On XBox, we're hooking and overriding everything we can in terms of memory allocation, both to get an overview of what is happening in the retrofitted-from-PC title, and to tweak and better control it. Since everything is statically linked, and there's support for this kind of stuff from the console, there's no need for nasty DLL injection hacks and other complicated stuff; you hook it, you start the app, and even before the first line of main executes you've seen tons of allocs fly by just from the CRT kicking itself up and running.
So we make a heap when we see the first request coming in, and direct some requests to that heap. The strange bug we saw was that data would be created, the app would continue booting for a while, and then suddenly the code decided to create the data again. Something like this:
struct heap_t
{
heap_t() : heap(0) {}
void create() { heap = make_xbox_heap(); }
void *heap;
};
heap_t the_heap;
void do_alloc()
{
if (!the_heap.heap)
the_heap.create(); // ***
... // alloc from the_heap
}
As said,
create() works fine,
heap != 0, it's all good... and then suddenly we start over and reach that line marked with *** again.
After some head scratching and going through the usual suspects (multithreading? out of bounds overwrite?), I thought of the C++ requirements for global objects.
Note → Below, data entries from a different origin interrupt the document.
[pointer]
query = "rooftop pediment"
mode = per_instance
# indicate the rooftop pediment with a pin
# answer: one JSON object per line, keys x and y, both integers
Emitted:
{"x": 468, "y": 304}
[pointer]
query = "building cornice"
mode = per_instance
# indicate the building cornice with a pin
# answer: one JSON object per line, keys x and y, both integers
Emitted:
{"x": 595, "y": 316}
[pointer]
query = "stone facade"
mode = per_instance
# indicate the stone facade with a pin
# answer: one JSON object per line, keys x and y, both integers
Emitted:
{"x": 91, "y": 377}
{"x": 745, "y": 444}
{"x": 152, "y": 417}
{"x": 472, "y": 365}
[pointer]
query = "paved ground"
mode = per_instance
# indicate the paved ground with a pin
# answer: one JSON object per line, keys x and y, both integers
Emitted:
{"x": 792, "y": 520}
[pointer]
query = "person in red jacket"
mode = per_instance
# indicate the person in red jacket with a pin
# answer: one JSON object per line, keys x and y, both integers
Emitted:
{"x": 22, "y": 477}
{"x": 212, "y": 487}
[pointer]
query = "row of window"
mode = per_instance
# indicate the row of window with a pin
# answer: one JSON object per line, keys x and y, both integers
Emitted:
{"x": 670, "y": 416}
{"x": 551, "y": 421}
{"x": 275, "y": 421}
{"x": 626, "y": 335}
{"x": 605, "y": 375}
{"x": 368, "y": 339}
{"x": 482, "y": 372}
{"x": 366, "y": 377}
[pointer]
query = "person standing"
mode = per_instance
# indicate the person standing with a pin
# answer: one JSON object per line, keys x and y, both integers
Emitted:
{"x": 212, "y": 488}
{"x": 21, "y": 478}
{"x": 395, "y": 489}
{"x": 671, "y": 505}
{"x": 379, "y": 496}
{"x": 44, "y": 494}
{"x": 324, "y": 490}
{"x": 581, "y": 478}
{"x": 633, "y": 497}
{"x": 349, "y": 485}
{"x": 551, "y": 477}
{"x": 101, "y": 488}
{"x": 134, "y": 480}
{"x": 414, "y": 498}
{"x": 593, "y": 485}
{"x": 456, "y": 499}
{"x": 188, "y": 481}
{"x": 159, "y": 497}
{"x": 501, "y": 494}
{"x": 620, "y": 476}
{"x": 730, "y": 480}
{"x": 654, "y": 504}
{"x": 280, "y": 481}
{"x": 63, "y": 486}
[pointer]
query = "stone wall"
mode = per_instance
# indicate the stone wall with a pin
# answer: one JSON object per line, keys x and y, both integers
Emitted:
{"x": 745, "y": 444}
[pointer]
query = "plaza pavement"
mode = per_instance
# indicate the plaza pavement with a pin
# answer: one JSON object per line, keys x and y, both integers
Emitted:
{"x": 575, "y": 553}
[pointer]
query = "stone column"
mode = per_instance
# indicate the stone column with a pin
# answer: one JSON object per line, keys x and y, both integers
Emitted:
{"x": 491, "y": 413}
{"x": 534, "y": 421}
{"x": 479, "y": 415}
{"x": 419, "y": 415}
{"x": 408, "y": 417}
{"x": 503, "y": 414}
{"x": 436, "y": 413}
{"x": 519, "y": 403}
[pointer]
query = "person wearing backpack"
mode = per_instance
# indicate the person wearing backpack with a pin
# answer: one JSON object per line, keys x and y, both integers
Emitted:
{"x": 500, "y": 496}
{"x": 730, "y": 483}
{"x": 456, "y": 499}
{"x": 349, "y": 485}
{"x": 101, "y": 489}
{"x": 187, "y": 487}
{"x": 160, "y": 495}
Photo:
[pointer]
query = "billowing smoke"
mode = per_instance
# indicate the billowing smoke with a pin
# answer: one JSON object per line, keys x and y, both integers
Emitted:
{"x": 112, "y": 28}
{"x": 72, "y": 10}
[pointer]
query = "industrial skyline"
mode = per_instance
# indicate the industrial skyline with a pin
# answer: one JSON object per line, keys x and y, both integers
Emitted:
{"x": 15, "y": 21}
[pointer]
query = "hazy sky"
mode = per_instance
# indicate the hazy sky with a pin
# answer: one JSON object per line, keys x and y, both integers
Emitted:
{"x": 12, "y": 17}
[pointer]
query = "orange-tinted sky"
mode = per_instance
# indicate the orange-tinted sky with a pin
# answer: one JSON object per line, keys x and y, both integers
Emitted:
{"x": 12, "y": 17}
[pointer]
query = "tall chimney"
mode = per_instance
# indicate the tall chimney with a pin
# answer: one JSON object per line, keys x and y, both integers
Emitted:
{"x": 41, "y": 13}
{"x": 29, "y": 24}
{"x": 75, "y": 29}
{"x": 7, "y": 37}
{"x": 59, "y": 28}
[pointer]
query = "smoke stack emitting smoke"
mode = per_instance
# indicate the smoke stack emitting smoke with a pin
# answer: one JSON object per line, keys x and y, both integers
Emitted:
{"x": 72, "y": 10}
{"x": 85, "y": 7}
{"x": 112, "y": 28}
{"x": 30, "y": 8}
The spec says that these objects need to be constructed properly before execution first gets to any code in the module. There's no guarantee that all the global objects would, for example, be constructed (ie. have had their constructor called) before the first line of
main() is reached. There's also no guarantee about the order several global objects are constructed in; all objects in one single cpp file
will be constructed in top-to-bottom order, but the objects in
a.cpp may be created before those in
b.cpp, or after -- it's up to the compiler.
So... could it be that somehow the constructor got called twice? Is some other cpp file doing something weird with
extern heap_t the_heap?
Putting a breakpoint in the constructor reveals that it is called only once... and this
after we reached ***.
Ok, now the pieces fall together; what's happening is that we're so low in CRT-alloc-hook land, that we've managed to reach this code
before the compiler/CRT had a chance to go through the list of constructors to call for this file, properly initing
the_heap via
heap_t().
So... how come we didn't get crap in
the_heap.heap and nicely executed the *** line rather than carrying on with a corrupt heap handle? It's nicely zero, even in non-Debug builds...
Answer: because heap_t is a POD. Out with the spec again, a struct or class is a POD, or Plain Old Data(structure) if it has no virtuals, and all its members have a trivial constructor. In other words, a struct is a POD if it is so simple to construct, that the compiler can safely skip the constructor and just sort of "memset" the struct to zero and be done with it. And that's exactly what the spec demands:
heap_t is a POD, and so must be initialized with all zero.
So... did we just get very lucky (or unlucky) that the first alloc callback happened to come
after the memset, but
before the constructor call? In fact, why didn't the compiler skip the memset at all, seeing as the POD has a constructor?
My guess is that there's no memset at all, but rather the compiler just laid out all global PODs in a separate data section, and that data section is set up zero'd and all by the image loader.
So to sum up:
- the loader grabs zero'd memory from the OS for heap, the app starts, the first alloc comes in;
- we see a zero handle, and create a heap
- we service any further alloc requests
- at some point, flow reaches this file through regular (non-callback means)
- compiler sees this and makes sure heap_t() is called
- the handle is zero again, so we create one. Great, we just managed to leak an entire heap :)
God I love C++ :)
For a bedtime story, it's rather action-packed, don't you think? I know my kids won't sleep after reading them this.